MK emails a link to a very serious piece of prose on Salon that tries to answer the not-very-tough question: "How real is '24'?" It's an over-serious piece that seemingly misses what's in plain sight: That '24' is a prime-time soap with high-explosive props and a main character with major anger-management issues. The writer refers to the show's Counterterrorism Unit (CTU) and its "ridiculously capable agents." No! Most of the agents, walk-on types who never get names, are on screen only to provide targets for terrorists. Faithful viewers know they can count on CTU (and everyone else in the U.S. government) to make the wrong choice every time: "Lunch break or try to figure out where that nuclear warhead is?" "Lunch -- I could use a bellyful of Wendy's chili right about now."

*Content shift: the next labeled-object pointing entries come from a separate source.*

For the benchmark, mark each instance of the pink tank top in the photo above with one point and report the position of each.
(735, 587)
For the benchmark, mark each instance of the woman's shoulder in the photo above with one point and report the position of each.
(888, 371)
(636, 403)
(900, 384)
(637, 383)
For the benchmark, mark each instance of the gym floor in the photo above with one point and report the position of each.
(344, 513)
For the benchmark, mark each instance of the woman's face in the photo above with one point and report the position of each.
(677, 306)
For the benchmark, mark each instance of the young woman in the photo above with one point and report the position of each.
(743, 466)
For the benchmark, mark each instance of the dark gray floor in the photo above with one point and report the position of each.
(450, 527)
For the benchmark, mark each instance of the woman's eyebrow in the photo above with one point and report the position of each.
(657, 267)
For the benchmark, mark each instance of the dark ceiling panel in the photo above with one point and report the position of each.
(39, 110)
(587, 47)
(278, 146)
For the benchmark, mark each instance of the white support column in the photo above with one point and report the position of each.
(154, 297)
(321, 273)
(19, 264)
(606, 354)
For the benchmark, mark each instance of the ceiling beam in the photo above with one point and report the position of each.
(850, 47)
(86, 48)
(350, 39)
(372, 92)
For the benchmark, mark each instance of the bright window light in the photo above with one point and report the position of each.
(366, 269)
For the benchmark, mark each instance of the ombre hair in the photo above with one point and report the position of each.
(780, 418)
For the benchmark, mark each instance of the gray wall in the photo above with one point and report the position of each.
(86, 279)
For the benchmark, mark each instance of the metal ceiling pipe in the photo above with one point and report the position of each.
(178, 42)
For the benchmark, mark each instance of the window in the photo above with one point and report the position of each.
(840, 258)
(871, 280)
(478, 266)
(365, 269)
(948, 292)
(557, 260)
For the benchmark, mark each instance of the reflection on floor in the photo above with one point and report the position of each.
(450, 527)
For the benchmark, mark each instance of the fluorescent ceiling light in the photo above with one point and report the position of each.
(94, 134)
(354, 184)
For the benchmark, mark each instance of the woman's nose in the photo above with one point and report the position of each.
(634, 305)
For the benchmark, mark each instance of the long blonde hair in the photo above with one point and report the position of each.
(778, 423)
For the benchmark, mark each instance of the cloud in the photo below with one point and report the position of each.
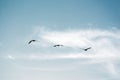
(105, 48)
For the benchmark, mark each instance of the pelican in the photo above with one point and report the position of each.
(57, 45)
(87, 48)
(31, 41)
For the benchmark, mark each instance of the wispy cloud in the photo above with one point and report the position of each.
(105, 47)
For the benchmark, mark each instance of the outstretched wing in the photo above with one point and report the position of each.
(31, 41)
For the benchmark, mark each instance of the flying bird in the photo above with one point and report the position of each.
(31, 41)
(57, 45)
(87, 48)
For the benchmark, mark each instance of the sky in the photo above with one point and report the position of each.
(76, 24)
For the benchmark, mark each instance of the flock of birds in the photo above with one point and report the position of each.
(58, 45)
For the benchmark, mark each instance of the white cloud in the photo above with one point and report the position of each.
(104, 43)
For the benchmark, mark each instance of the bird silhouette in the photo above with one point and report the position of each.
(57, 45)
(31, 41)
(87, 48)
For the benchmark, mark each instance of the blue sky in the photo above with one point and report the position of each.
(73, 23)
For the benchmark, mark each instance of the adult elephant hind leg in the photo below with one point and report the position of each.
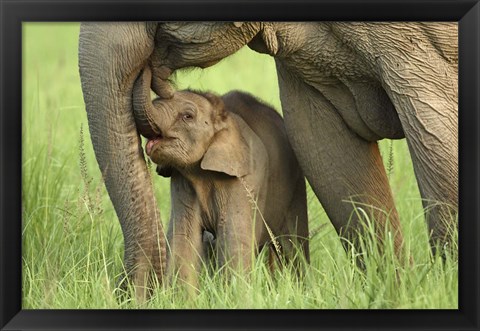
(338, 164)
(429, 118)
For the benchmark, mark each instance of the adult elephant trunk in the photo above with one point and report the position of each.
(110, 58)
(149, 120)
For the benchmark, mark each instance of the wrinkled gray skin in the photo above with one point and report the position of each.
(343, 87)
(232, 169)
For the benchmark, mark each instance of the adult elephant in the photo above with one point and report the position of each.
(343, 87)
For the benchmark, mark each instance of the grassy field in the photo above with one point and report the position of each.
(71, 238)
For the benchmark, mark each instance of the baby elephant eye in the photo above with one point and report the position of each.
(187, 117)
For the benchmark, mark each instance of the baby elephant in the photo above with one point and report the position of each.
(233, 173)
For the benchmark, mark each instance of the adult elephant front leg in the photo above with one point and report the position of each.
(340, 166)
(110, 58)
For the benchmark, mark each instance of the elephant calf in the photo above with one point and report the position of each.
(233, 173)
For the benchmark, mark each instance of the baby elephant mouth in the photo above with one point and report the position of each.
(154, 143)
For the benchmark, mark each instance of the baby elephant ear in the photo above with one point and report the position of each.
(164, 171)
(228, 153)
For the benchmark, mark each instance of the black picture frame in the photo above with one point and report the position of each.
(13, 13)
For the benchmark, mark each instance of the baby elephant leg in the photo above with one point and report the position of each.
(185, 242)
(234, 244)
(295, 244)
(186, 253)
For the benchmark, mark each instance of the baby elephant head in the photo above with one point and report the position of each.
(189, 130)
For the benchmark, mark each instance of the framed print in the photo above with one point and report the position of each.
(267, 165)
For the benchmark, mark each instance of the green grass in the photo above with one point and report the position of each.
(72, 242)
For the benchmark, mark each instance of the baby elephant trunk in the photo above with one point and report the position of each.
(149, 120)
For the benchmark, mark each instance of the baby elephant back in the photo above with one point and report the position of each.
(285, 206)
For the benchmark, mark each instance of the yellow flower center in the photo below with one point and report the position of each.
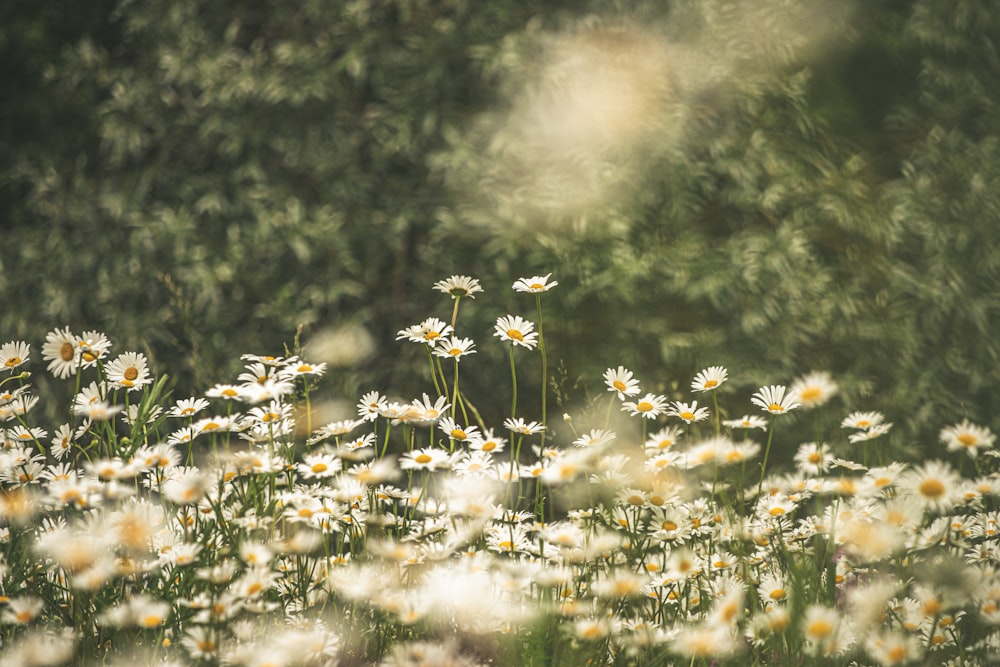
(820, 629)
(967, 439)
(932, 488)
(810, 394)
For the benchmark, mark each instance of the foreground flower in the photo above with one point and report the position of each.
(649, 406)
(129, 371)
(534, 284)
(774, 400)
(13, 354)
(709, 379)
(61, 351)
(966, 437)
(516, 330)
(459, 286)
(689, 412)
(621, 381)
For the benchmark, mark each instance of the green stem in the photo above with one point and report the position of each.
(513, 383)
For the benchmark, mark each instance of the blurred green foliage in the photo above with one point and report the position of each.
(200, 179)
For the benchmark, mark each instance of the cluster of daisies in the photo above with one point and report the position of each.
(228, 529)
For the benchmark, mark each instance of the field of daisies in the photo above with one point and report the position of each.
(230, 529)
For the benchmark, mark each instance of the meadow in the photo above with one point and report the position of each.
(233, 528)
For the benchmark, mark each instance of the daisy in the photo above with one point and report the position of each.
(689, 412)
(747, 422)
(524, 428)
(649, 406)
(371, 405)
(814, 389)
(129, 371)
(13, 354)
(426, 332)
(61, 351)
(451, 428)
(188, 407)
(534, 284)
(427, 458)
(664, 439)
(459, 286)
(967, 437)
(427, 411)
(92, 346)
(488, 442)
(229, 392)
(709, 379)
(932, 485)
(774, 400)
(455, 348)
(621, 380)
(862, 420)
(517, 331)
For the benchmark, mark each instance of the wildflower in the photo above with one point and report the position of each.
(649, 406)
(461, 433)
(621, 381)
(862, 420)
(459, 286)
(688, 412)
(517, 331)
(709, 379)
(455, 348)
(967, 437)
(319, 466)
(814, 389)
(427, 458)
(774, 400)
(229, 392)
(188, 407)
(813, 458)
(427, 332)
(746, 422)
(932, 485)
(129, 371)
(92, 345)
(13, 354)
(426, 411)
(299, 368)
(870, 433)
(524, 428)
(371, 405)
(487, 442)
(62, 353)
(534, 284)
(663, 439)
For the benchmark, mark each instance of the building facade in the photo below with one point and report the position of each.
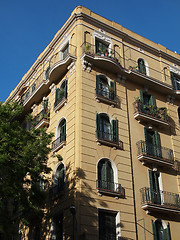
(111, 98)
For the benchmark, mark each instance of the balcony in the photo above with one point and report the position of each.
(60, 62)
(108, 97)
(60, 102)
(108, 139)
(110, 60)
(151, 154)
(59, 143)
(159, 202)
(41, 120)
(150, 114)
(110, 188)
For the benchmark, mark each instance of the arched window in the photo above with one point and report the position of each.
(61, 93)
(141, 66)
(58, 179)
(106, 129)
(104, 87)
(105, 175)
(161, 231)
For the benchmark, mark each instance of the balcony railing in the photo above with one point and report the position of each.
(106, 94)
(109, 139)
(59, 100)
(110, 188)
(150, 111)
(161, 198)
(43, 115)
(109, 53)
(59, 142)
(151, 152)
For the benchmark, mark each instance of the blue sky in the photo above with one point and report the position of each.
(26, 27)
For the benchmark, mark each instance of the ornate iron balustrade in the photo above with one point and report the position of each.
(44, 114)
(151, 110)
(107, 94)
(59, 140)
(108, 53)
(110, 188)
(163, 198)
(147, 149)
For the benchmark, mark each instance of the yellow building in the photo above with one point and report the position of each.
(111, 98)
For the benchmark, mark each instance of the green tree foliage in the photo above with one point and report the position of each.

The lone exception is the anger-management-problem guy, Jack Bauer, who has a faultless ability to overcome the bumblers and see through all terrorist machinations. He even died and came back to life one season in his quest to see the bad guys get theirs. But what can one man do against all those evil-doers? Plenty. But Jack's personal life is much more difficult. As his Cubs-fan sidekick, Tony Almeida, said last night of Jack and his current love interest: "Funny ... Yesterday Jack and Audrey were talking about their future together. Now he's responsible for her husband's death, and he might have to torture her brother."
This season's ending in the next week or two. Last night's episode ended with a nuclear-armed cruise missile headed for some big city from Iowa. It's been in the air for more than an hour, so I think Chicago is safe. The rest of the country -- watch out.